Now as any regular reader of the trusty YAC will know no-one appreciates a Viking God, Egyptian cat chick and mortal super-genius throwdown more than myself but when it comes to Amadeus Cho I'd rather see him solve his Egyptian cat-people problems with his super-intellect and not his big honking magical mace.

As blasphemous as it is to say such a thing here at the YAC, clearly the great Greg Pak and the always fantastic Fred Van Lente agree. Rather than pummelling kitty into litter with some old-fashioned Uru justice they've got Amadeus coming up with a ingenious escape plan using his encylopedic knowledge of Egyptian mythology:

That's using yer noodle man. However this begins what becomes something of pattern in this issue. This awesome escape is immediately outdone on the very next page. Behold the undeniable awesomeness of...

...a crazy cat lady armed with a saracen sword chasing us down the River Nile on a freaking humungous white snake. Folks - that shit is so crazy that somewhere David Coverdale is having nightmares!

In the middle of the insane giant white snake-funeral barge high speed chase Van Lente and Pak decide to cut away from the action to catch up on what's going on with Amadeus' ex-girlfriend Delphyne Gorgon....who by the way is in fact a smoking hot Medusa-looking chick.

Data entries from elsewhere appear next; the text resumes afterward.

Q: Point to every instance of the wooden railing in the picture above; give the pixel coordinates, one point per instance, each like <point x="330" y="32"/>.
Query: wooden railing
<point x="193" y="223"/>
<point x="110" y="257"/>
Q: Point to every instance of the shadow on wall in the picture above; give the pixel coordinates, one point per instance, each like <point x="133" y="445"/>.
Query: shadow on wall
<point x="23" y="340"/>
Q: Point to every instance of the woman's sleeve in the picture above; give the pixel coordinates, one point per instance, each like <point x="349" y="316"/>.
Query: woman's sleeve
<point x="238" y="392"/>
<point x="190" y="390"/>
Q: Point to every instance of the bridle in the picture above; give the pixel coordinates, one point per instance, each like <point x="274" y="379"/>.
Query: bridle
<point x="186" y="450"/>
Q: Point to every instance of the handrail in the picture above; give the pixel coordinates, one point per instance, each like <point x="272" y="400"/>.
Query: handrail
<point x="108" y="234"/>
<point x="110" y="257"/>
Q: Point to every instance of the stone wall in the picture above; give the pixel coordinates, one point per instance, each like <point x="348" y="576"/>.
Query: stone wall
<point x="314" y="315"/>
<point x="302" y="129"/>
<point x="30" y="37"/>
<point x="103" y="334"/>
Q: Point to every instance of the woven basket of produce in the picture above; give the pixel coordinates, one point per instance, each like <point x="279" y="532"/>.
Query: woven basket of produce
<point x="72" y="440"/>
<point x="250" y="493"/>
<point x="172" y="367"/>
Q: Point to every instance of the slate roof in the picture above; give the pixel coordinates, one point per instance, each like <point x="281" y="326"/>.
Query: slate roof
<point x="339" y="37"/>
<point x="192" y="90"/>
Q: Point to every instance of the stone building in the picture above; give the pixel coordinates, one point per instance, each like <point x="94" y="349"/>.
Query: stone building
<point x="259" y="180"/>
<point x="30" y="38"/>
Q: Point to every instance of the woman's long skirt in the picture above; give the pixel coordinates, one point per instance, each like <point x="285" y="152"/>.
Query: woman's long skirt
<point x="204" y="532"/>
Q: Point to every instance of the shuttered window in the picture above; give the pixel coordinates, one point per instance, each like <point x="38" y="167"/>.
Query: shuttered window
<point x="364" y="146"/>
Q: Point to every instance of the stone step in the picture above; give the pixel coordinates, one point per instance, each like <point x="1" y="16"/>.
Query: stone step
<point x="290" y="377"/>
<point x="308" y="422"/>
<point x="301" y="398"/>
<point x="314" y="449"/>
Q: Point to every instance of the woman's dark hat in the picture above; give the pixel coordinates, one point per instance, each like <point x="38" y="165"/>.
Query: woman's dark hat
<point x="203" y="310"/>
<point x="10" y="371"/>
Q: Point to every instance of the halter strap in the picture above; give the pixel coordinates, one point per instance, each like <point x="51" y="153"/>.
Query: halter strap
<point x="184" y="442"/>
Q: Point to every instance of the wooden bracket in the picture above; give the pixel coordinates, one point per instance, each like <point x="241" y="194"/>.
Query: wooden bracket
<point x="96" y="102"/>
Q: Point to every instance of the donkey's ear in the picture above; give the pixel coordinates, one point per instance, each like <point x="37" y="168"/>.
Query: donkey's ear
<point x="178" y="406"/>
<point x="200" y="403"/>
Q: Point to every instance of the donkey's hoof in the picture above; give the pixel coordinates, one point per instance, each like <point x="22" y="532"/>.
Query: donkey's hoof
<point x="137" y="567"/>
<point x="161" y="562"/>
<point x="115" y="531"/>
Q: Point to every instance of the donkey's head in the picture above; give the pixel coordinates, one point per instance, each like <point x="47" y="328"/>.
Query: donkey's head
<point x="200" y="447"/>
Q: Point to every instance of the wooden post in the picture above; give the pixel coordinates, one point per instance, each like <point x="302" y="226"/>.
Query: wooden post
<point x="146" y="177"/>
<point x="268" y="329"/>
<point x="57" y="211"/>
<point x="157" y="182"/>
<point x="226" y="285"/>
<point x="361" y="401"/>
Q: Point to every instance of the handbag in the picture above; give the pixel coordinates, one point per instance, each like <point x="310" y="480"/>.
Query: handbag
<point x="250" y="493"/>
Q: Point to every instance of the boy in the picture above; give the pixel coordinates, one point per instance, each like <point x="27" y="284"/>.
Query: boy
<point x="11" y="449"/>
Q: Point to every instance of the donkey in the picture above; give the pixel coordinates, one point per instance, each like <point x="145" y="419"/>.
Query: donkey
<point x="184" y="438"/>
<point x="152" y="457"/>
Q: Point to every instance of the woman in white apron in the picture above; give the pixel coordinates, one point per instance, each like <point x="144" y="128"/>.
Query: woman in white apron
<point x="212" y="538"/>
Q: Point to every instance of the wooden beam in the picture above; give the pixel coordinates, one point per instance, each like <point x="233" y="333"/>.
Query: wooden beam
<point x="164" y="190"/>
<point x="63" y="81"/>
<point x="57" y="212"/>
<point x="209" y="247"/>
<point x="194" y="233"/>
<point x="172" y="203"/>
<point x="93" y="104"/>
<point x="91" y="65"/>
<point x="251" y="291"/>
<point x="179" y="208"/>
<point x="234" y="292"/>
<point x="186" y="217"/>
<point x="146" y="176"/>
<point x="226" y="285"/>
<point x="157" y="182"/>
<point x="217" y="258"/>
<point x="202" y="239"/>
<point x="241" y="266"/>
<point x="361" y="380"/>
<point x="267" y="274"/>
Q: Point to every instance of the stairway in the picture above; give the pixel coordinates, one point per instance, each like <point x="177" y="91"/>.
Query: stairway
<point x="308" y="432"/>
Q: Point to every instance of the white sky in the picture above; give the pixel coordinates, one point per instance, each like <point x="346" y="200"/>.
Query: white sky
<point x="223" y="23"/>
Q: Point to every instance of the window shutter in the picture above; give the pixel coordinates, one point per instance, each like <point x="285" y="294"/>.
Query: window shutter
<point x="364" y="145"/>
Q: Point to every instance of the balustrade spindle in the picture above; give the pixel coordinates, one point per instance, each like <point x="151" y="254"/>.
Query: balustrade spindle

I know what you're thinking, what possible reason could there be to cut away from a cat-goddess on a giant white snake chasing a Norse God riding on a boat with the sun's coffin down a magic river?

Well how about a page of Delphyne engaging in an 80s movie style 'getting ready for action' montage that includes holstering her twin machine pistols and tying back her snaky locks with a 'death scrunchie':

That my friends is pure goofy comic-book gold!

Of course the patented Van Lente & Pak 'top that batshit crazy thing you jut saw on the very next page' pattern strikes again at this point. I mean putting a death scrunchie in your snaky locks is pretty sweet, but is it better than this?

Unlike Delphyne, Amadeus likes to rely on his brains instead of his brawn. So when the crazy cat Cleopatra gets the drop on Thor, Amadeus steps in and saves the day with a battle tactic only the most advanced brain in the world could come up with.

He slips the sword-wielding, snake-riding, feline guardian on the Egyptian underworld a roofie:

Yeah, so apparently when you slip Egyptian gods a mickey they go from sword swingin', evil-seein' engines of destruction to cutesy, wutesy, lovey-dovey, Puss-In-Boots-from-Shrek looking kitten chicks who can be easily defeated with an irrestible ball of yarn.

Those Egyptians had some wacky-ass mythology dude.